Profissional Amadorismo(II)

Em 3 de outubro de 1965 realizaram-se eleições diretas para governadores de onze estados. Não foi realizada a já marcada eleição direta para a presidência da República.

O mandato do “presidente” Castelo Branco foi prolongado até 15 de março de 1967. A esta altura, grande parte do “entusiasmo” pelo golpe de 1964 tinha diminuído, a classe média brasileira dos grandes centros urbanos estava em situação financeira difícil e iniciara-se o achatamento salarial, feito em 1964 e em 1965.

Apesar do veto a determinados candidatos por parte da chamada “linha dura das forças armadas”, a oposição triunfou em estados importantes como Guanabara e Minas Gerais, onde saíram vitoriosos dois políticos do PSD (Francisco Negrão de Lima e Israel Pinheiro da Silva, respectivamente).

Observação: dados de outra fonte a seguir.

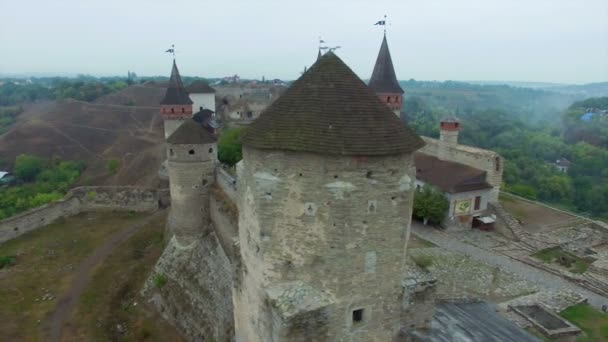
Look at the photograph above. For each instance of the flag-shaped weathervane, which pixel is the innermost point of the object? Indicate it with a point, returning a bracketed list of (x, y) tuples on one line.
[(172, 50), (382, 23)]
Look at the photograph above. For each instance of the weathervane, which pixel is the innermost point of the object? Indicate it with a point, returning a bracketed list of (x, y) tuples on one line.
[(382, 23), (172, 50), (325, 47)]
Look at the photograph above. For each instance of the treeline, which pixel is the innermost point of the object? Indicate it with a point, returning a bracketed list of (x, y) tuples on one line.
[(38, 182), (530, 150), (19, 92)]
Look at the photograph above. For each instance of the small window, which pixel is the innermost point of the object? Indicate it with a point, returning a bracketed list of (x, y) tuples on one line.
[(358, 316)]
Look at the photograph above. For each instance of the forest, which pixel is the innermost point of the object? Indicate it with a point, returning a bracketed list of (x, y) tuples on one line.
[(531, 139)]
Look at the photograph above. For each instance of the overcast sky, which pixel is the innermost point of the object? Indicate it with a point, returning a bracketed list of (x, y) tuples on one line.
[(564, 41)]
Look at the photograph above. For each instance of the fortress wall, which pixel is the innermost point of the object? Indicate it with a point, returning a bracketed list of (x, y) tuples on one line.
[(225, 221), (227, 183), (78, 200), (35, 218), (197, 298)]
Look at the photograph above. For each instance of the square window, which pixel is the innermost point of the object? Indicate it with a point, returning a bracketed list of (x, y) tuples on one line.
[(358, 316)]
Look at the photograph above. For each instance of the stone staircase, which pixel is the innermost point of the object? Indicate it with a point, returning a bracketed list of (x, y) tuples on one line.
[(518, 232)]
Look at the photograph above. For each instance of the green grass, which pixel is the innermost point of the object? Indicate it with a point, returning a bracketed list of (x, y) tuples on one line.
[(46, 262), (423, 261), (552, 255), (417, 242), (591, 321)]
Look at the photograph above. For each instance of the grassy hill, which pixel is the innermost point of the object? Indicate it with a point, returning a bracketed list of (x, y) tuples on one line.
[(95, 133)]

Ambos eram ligados ao ex-presidente cassado, Juscelino Kubitschek, o que preocupou o grupo que pregava a implantação de um regime político autoritário.

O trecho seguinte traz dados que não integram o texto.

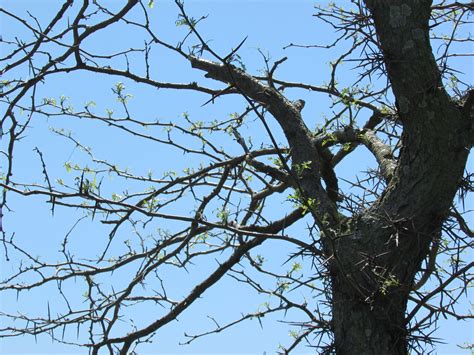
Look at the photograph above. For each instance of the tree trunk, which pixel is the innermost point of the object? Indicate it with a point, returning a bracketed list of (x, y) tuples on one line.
[(376, 255), (368, 327)]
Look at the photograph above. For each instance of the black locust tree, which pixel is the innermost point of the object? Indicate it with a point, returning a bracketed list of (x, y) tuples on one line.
[(378, 258)]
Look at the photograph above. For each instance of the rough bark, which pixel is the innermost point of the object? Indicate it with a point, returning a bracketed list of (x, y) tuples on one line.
[(380, 251)]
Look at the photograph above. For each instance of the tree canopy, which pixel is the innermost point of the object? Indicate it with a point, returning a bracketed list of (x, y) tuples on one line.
[(208, 168)]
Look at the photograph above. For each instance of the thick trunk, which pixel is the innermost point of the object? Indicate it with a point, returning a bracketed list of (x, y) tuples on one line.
[(377, 254), (362, 327), (372, 275)]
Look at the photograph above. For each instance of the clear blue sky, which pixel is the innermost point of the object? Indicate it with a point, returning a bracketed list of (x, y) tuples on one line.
[(270, 25)]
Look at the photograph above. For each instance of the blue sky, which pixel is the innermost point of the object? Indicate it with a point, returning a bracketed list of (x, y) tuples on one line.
[(269, 28)]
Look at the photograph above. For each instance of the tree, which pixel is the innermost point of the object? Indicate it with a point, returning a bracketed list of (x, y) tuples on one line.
[(365, 257)]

Sob a pressão desse grupo linha-dura ligada a Costa e Silva e, em virtude da derrota do governo militar nas eleições de 1965 na Guanabara e em Minas Gerais, o presidente Castelo Branco baixou o AI-2, em 27 de outubro de 1965, logo após as eleições de 3 de outubro de 1965. Constava, nesse Ato Institucional, a extinção do pluripartidarismo, com a extinção dos 13 partidos políticos existentes no Brasil.

Dizia o AI-2, no seu artigo 18: “Ficam extintos os atuais Partidos Políticos e cancelados os respectivos registros”, Parágrafo único – Para a organização dos novos Partidos são mantidas as exigências da Lei nº 4.740 (Lei Orgânica dos Partidos Políticos), de 15 de julho de 1965, e suas modificações”.

Em seguida ao AI-2, foi baixado o Ato complementar nº 4 de 20 de novembro de 1965, que dizia:

“O Presidente da República, no uso das atribuições que lhe são conferidas pelo art. 30 do Ato Institucional nº 2, resolve baixar o seguinte Ato Complementar: Art. 1º Aos membros efetivos do Congresso Nacional, em número não inferior a 120 deputados e 20 senadores, caberá a iniciativa de promover a criação, dentro do prazo de 45 dias, de organizações que terão, nos termos do presente Ato, atribuições de partidos políticos enquanto estes não se constituírem.”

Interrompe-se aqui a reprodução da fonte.